Violet has moved in fully with David. The fur flies between her and Margo as Margo parrots Julian’s blood purity tirade. David refuses to listen, explains that Sal had given his blessing before he died, and that Ennis had heard it himself. The three turn to the man, and look pointedly. He recounts the death of their brother, and that he’d been sorry at the end. Margo relents, but makes a snide remark about humans and werewolves spoiling her home.

The three get Violet situated in her own room, finally explaining the blood purity aspects of the community.

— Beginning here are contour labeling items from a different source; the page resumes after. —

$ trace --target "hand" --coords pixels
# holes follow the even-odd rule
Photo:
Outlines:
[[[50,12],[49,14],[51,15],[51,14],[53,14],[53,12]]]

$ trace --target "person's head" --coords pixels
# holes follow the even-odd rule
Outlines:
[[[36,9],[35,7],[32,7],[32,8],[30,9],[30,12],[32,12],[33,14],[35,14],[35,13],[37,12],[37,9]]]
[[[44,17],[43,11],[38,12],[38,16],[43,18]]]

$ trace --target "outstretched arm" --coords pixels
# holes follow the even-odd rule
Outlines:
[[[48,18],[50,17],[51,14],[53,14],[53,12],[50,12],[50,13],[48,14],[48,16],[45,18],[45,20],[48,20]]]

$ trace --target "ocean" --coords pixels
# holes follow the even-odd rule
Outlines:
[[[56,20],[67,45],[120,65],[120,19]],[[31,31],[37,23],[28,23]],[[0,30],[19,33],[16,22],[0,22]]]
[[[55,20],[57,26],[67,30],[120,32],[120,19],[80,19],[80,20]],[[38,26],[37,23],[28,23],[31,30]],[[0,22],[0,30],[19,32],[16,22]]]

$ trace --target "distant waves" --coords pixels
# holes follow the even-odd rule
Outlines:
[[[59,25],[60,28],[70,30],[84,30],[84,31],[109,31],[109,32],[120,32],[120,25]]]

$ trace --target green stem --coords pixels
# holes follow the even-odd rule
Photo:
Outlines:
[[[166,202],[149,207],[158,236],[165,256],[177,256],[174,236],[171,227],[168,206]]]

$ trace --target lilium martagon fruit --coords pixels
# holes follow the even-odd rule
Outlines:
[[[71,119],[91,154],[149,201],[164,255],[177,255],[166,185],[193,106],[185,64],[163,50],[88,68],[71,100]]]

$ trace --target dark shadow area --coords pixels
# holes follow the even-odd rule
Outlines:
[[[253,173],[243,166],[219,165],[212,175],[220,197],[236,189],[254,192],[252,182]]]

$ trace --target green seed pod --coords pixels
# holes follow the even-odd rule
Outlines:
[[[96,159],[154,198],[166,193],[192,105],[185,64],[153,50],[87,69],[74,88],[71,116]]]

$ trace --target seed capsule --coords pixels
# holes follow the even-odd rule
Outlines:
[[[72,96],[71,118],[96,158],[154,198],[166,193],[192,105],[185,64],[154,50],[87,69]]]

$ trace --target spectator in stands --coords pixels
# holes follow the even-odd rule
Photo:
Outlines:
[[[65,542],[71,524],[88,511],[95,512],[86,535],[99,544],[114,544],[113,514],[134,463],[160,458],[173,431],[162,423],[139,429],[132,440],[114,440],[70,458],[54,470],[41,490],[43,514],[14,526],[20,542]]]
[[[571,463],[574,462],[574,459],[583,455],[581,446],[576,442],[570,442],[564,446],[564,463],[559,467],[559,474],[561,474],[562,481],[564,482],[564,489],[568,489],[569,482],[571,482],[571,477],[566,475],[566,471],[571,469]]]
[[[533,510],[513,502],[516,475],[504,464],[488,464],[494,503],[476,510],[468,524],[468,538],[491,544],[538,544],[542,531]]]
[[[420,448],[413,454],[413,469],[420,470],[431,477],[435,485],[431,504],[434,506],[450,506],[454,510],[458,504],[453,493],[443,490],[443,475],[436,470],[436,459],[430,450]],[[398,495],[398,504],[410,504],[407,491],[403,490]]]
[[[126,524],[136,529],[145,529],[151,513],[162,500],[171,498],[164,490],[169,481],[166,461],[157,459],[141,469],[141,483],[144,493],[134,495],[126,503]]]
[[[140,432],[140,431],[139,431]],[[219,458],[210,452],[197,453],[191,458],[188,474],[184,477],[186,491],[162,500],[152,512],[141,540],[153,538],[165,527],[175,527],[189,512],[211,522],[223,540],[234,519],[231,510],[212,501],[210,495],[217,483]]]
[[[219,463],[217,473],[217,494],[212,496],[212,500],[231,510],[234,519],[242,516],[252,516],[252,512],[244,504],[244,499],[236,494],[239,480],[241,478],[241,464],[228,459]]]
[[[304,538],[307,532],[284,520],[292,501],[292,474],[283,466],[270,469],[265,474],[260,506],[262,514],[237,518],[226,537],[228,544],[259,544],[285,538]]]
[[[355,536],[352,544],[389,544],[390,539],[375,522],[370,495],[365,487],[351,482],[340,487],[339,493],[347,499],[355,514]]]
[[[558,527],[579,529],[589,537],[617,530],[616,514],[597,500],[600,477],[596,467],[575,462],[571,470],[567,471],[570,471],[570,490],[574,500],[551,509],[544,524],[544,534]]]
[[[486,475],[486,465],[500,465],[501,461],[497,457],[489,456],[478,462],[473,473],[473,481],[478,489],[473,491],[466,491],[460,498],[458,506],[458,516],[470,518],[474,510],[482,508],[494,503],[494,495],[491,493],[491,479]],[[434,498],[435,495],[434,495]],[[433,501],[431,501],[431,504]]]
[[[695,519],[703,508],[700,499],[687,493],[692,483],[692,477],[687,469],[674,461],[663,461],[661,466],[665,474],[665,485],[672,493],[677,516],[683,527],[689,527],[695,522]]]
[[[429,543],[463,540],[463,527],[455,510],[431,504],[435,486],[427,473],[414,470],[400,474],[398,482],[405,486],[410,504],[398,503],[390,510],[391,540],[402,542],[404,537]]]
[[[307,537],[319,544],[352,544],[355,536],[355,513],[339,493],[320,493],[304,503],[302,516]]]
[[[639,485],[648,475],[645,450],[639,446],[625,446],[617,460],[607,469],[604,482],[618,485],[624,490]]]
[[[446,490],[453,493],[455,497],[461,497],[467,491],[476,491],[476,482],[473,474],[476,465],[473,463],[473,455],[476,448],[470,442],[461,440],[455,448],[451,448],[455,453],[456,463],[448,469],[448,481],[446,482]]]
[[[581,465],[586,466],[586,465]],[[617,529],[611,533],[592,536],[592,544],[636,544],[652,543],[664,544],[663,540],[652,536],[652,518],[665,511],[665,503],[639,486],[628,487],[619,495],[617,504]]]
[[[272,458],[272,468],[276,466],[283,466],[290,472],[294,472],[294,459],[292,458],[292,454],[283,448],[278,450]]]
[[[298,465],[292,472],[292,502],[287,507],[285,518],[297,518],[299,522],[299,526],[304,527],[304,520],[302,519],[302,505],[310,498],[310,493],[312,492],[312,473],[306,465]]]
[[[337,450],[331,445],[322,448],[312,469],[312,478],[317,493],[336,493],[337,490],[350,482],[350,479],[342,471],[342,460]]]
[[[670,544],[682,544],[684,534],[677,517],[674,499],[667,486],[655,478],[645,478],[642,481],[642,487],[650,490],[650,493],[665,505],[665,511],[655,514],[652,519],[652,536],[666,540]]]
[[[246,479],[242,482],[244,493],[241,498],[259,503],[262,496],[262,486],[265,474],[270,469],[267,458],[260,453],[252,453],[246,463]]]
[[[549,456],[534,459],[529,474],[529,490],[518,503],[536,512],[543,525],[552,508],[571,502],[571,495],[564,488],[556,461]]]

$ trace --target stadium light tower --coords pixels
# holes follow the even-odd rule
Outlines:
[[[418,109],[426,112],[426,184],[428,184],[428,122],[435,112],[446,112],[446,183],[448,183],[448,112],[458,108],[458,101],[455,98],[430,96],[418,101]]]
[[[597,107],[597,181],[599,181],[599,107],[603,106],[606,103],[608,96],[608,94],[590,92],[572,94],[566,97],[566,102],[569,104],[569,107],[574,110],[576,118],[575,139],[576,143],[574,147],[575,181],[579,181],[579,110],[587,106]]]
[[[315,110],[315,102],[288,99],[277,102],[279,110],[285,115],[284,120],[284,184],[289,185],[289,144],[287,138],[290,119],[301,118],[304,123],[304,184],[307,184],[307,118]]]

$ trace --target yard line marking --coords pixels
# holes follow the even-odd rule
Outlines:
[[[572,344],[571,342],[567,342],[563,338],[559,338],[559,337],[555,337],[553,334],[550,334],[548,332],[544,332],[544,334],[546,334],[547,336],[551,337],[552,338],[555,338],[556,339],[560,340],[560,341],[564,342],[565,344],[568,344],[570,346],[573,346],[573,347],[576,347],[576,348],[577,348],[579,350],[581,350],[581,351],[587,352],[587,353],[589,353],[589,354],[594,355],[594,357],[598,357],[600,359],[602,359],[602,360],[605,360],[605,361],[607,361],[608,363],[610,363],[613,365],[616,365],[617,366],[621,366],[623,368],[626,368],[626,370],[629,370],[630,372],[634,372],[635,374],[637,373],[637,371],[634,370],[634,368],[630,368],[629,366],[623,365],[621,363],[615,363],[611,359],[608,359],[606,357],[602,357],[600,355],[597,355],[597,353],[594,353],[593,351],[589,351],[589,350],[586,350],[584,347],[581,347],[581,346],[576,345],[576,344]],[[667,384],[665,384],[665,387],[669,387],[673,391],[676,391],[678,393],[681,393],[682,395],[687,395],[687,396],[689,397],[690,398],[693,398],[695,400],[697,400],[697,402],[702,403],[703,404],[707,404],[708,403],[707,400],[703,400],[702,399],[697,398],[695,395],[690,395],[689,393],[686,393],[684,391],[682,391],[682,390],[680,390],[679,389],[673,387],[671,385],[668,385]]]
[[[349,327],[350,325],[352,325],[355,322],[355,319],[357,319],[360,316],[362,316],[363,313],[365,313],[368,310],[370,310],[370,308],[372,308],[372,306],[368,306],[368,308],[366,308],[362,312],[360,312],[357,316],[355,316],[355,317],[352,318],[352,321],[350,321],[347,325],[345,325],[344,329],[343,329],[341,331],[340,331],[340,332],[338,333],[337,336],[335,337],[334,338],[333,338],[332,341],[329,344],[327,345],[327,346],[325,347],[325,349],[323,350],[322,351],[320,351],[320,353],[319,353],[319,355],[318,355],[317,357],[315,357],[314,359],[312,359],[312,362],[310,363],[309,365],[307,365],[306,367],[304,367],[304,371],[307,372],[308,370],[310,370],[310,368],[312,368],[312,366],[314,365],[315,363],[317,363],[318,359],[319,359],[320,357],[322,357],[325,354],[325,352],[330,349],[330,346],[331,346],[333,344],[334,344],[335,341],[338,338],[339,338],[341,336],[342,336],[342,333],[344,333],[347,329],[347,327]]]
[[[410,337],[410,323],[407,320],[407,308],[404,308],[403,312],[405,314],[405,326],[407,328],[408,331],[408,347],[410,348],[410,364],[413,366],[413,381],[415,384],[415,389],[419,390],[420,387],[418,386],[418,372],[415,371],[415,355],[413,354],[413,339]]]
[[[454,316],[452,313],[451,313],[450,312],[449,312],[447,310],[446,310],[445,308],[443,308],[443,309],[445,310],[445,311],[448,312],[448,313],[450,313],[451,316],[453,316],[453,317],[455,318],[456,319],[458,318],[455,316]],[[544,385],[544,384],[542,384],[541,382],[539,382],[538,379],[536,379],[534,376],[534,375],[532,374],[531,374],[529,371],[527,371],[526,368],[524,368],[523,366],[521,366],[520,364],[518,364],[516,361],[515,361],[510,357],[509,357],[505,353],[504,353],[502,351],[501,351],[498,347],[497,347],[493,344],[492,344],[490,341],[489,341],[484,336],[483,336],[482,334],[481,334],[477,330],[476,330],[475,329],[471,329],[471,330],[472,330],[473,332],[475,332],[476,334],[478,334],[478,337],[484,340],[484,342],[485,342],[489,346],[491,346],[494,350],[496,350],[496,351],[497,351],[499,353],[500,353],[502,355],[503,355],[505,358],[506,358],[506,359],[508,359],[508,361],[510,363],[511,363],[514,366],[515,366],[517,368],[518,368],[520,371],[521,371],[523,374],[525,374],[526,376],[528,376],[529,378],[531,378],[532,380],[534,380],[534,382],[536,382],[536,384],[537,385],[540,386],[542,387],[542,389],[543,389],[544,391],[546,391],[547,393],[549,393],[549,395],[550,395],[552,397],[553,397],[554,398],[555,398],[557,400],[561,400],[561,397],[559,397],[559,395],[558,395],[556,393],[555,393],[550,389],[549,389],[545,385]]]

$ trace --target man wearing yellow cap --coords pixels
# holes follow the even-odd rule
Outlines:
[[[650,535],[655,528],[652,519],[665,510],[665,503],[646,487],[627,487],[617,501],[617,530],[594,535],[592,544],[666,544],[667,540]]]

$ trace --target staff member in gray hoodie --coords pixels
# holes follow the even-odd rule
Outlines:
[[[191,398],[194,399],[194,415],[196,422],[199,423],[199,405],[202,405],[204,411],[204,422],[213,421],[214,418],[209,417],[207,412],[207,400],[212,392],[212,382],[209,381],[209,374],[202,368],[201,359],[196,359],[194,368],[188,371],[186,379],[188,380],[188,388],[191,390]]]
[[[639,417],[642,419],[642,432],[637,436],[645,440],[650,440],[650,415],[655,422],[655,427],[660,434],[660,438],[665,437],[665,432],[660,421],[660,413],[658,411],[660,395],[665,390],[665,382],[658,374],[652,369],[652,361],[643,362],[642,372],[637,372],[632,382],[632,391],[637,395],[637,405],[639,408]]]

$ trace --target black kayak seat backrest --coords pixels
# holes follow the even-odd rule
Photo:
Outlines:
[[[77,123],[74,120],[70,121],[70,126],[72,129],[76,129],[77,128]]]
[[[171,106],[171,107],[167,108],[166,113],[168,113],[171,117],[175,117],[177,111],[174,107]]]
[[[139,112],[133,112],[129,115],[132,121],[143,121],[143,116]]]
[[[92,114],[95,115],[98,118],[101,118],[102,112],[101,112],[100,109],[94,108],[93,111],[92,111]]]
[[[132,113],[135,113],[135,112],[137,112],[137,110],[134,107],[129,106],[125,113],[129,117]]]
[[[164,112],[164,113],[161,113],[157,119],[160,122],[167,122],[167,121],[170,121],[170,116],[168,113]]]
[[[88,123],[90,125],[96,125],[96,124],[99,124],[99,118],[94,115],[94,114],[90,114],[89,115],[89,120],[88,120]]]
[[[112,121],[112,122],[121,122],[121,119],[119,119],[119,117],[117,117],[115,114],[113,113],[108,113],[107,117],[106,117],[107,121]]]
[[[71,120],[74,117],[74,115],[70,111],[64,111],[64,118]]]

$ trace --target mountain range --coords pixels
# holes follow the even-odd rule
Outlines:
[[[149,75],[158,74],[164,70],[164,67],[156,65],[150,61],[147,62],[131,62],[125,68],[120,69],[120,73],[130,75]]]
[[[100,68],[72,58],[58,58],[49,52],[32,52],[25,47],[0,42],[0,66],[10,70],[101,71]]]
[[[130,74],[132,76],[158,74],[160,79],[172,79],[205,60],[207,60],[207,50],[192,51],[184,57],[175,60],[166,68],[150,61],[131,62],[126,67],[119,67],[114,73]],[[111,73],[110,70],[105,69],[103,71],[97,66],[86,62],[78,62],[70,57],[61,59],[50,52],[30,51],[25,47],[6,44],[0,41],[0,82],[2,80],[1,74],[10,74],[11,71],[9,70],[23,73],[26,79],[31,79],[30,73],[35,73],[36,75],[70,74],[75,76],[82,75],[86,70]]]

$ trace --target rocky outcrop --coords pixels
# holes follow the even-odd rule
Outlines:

There were... urban legends in the past of monsters who had children together who were deformed and cast out by various groups.  
Ennis points out that they all work in criminal activities, and that monstrous monster babies seems ludicrous. Violet and David mostly shrug it off, but still look shaken about the conversation. David takes affront at the notion, and claims that the crime is simply them filling in social cracks and that they can control and mitigate the harm done. Ennis disagrees, and points out that murder/assassination is completely unable to be mitigated. 

David can’t answer that, but takes them all out for dinner as a distraction. They go to a nice BBQ joint where Violet orders half a pig, no sauce, while Ennis gets burnt ends, and David gets a salad. Again, David shrugs off the jokes, and finishes, and watches in rapt amazement as Violet goes to town on her pig. 

Just as they’re leaving with their doggie bags, Violet sees a couple kissing down the street in a corner. She takes off running towards them with the two in tow. Forces a man off another man, and finds the one against the wall, covered in blood, but alive. 

She smacks the one in her hands a little, declares him to be an idiot vampire just as Ennis and David catch up. Ennis catches the victim, says he needs to go to the hospital as David grabs hold of the vampire, and punches him in the solar plexus. A scuffle breaks out with the three of them all fighting against the desperate vampire, and ultimately kill him.  
The man ultimately dies from blood loss as they wait in the ER waiting room. Violet exposits on the social hierarchy of vampires- that they used to the fifth family, but were decimated in the last gang war, their family broken, and are now basically hired as servants and workers and treated as second class citizens. She also refuses to go any further in the cause of the previous war.

Flashback scene

1850- scene where the head of the five families signing a pact to provide protection to all monster races as long as they followed the rules. “We can eat together or we can eat alone.”

Modern day scene

David declares that the vampire had broken their rules, because “public feeding” isn’t allowed. Ennis is unhappy with this, and isn’t sure if he still wants to be with David and Violet anymore.

Episode 7: A Wolf in Winter

Ennis gets another phone call from his father, berating him for “hunting.” Ennis looks at the phone, and then hangs up halfway through his father’s tirade. Ennis goes back to David’s, and still doesn’t tell him about his father or the phone calls.

There are rumors that more hunters are preying in Joliet, and that they’re making their way into the city. Violet declares that the werewolves will kill them all unless other means are found.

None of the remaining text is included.